Никого. Опять розовая, серая, голубая пустота вокруг – и ни одной живой души. Нет, но не мог же он… Лестница, ведущая на крепостную стену, прямо перед глазами Василия, он бы непременно заметил, если бы неведомый спаситель поднялся туда. Не в пропасть же он бросился! Не сквозь землю же провалился, в самом-то деле! Или бесконечность поглотила его так же внезапно, как породила?!
Василий невольно вскинул руку для крестного знамения – и тотчас опустил ее, потому что на лестнице появились два знакомых стражника.

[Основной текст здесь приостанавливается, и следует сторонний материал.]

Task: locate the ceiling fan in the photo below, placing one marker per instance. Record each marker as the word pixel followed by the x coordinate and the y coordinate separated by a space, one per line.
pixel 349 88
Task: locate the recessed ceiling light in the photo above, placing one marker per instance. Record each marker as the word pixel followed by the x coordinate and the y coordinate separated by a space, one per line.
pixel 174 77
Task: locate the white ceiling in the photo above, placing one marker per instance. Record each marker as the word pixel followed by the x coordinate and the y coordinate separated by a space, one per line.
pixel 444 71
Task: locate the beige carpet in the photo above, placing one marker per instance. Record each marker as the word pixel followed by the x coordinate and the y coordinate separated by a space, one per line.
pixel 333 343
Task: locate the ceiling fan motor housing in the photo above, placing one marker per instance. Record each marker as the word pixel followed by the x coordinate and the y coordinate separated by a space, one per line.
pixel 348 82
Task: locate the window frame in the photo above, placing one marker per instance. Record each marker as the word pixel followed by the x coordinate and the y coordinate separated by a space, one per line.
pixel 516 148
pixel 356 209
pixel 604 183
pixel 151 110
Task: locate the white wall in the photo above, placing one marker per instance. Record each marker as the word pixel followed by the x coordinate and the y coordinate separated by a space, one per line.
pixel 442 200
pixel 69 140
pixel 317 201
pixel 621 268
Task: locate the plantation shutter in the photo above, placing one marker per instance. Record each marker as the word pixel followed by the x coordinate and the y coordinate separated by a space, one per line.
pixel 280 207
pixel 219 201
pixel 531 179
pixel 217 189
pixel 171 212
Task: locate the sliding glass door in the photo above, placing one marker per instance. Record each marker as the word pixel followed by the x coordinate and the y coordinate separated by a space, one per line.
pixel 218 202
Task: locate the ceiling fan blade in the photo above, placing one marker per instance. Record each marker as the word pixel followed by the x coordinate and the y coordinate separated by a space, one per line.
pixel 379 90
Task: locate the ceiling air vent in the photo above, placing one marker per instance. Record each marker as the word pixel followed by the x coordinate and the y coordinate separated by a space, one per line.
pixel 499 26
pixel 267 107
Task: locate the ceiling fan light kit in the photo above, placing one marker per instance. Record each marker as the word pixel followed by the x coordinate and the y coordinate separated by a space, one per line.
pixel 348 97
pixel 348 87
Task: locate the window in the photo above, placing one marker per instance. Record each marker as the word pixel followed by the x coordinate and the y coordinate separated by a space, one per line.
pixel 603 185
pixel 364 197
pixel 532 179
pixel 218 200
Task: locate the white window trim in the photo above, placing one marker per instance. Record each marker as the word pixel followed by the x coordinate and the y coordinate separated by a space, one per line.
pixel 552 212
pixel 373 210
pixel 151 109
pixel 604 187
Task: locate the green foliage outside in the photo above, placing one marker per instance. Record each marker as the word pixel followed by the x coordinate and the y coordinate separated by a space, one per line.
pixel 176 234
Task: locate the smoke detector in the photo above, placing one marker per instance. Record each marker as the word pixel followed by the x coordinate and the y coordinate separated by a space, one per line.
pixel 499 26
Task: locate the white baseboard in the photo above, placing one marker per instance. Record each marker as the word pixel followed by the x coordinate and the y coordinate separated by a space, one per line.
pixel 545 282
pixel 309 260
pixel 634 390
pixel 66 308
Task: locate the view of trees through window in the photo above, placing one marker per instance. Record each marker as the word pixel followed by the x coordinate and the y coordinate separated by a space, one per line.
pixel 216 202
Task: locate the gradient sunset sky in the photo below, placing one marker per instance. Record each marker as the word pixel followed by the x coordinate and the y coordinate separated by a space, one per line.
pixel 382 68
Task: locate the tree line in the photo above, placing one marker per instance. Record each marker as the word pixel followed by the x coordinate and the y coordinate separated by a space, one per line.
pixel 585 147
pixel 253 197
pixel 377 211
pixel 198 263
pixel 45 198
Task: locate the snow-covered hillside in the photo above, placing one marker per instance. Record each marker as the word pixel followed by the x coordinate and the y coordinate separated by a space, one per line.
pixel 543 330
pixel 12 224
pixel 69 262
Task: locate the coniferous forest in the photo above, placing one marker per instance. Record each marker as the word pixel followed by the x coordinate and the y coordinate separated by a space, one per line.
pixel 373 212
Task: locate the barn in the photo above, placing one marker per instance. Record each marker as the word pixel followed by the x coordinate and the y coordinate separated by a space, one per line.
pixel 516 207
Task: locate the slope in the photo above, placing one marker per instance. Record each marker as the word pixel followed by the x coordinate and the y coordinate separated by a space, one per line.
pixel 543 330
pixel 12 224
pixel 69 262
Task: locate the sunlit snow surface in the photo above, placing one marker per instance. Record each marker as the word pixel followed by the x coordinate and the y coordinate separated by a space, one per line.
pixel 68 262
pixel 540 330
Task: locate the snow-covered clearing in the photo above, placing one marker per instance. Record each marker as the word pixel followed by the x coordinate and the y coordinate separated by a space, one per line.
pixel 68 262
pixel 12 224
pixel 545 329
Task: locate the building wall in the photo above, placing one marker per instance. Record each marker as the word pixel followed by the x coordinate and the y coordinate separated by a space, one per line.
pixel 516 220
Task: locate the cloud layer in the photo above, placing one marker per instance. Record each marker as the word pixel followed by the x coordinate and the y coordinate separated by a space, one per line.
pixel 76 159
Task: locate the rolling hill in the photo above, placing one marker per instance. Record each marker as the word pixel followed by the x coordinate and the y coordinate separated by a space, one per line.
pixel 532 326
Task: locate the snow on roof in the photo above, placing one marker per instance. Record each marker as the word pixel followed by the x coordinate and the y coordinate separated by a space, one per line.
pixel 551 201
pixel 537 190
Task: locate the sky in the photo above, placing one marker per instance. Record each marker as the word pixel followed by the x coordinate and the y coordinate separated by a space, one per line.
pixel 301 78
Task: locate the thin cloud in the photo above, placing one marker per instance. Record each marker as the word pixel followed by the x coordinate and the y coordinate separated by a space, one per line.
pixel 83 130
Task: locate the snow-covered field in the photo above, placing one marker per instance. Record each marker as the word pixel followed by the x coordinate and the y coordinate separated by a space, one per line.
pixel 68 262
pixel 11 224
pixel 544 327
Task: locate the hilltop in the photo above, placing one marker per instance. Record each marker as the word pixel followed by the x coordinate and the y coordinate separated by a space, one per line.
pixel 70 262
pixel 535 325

Их раскрашенные лица остались совершенно непроницаемыми при виде встревоженного иноземца и белой мэм-сагиб, простертой на траве.
– Сукины дети! – приветливо сказал Василий. – Сволочи! Где вас черти носили, браминское отродье?!
Что-то зашелестело внизу, как бы звякнуло хрустально. Василий рассеянно глянул.
Варенька пыталась засмеяться! Она была еще очень слаба, едва шевелила губами и все же пыталась рассмеяться!
Василий рассеянно улыбнулся в ответ и сердито подумал, что если уж чертовы стражники так замешкались, то не могли они, что ли, помешкать еще пару минут? Тогда Василий, быть может, успел бы коснуться этих зарозовевших губ…
Впрочем, нет. Невозможно! Почему-то теперь, когда она смотрела на него, это было совершенно невозможно!
– Ну что, лучше вам? – спросил он как мог неприветливее. – Вот и слава богу. Сами сможете идти или понести вас? – И нагнулся, чтобы спрятать глаза… а заодно поднять камушек, этот загадочный оникс, закатившийся в траву.
– Сказать по правде, я думал, что это ваш садовник, – пояснил Василий. – Он был по пояс обнажен, белые шаровары, белая чалма – очень маленькая, а в ней какое-то синее перо. Вроде бы павлинье. Он, кажется, молод, красив… Впрочем, я не разглядел толком.
– Среди моих садовников нет такого человека, – покачал рогообразным малиновым тюрбаном, украшенным пучком аистовых, очень красивых перьев, магараджа. Он успел переодеться после торжественного приема, и сейчас на его полном смуглом теле была дария – юбка из богатой атласной полосатой материи да белая кисейная рубаха. Однако скромность наряда искупали десяток золотых браслетов, пяток увесистых цепей, бриллиантовое колье, полсотни колец на всех пальцах рук и ног…
Впрочем, все это сверкающее изобилие не могло вернуть живые краски в его лицо. Услышав о том, что случилось с Варенькой, он издал какое-то невнятное, сдавленное восклицание и оцепенел с полуоткрытым ртом, до того побледнев (точнее, позеленев, ибо индусы бледнеют именно таким образом), что Василию почудилось, будто любезный хозяин сейчас рухнет без чувств. Не исключено, однако же, что в столбняк и бледность его повергло сообщение о гибели голубой розы, которая больше не «блаженствовала» на своем искусно воздвигнутом пьедестале, а валялась в траве – исхлестанная тростью, полураздавленная чьей-то неосторожной ногой. Непонятно почему, Василий испытывал к ни в чем не повинному цветку такое же отвращение, как к змее-убийце. Очевидно, магараджа понял это, и баснословное восточное радушие не позволило ему упрекнуть гостя, уничтожившего его первейшее сокровище.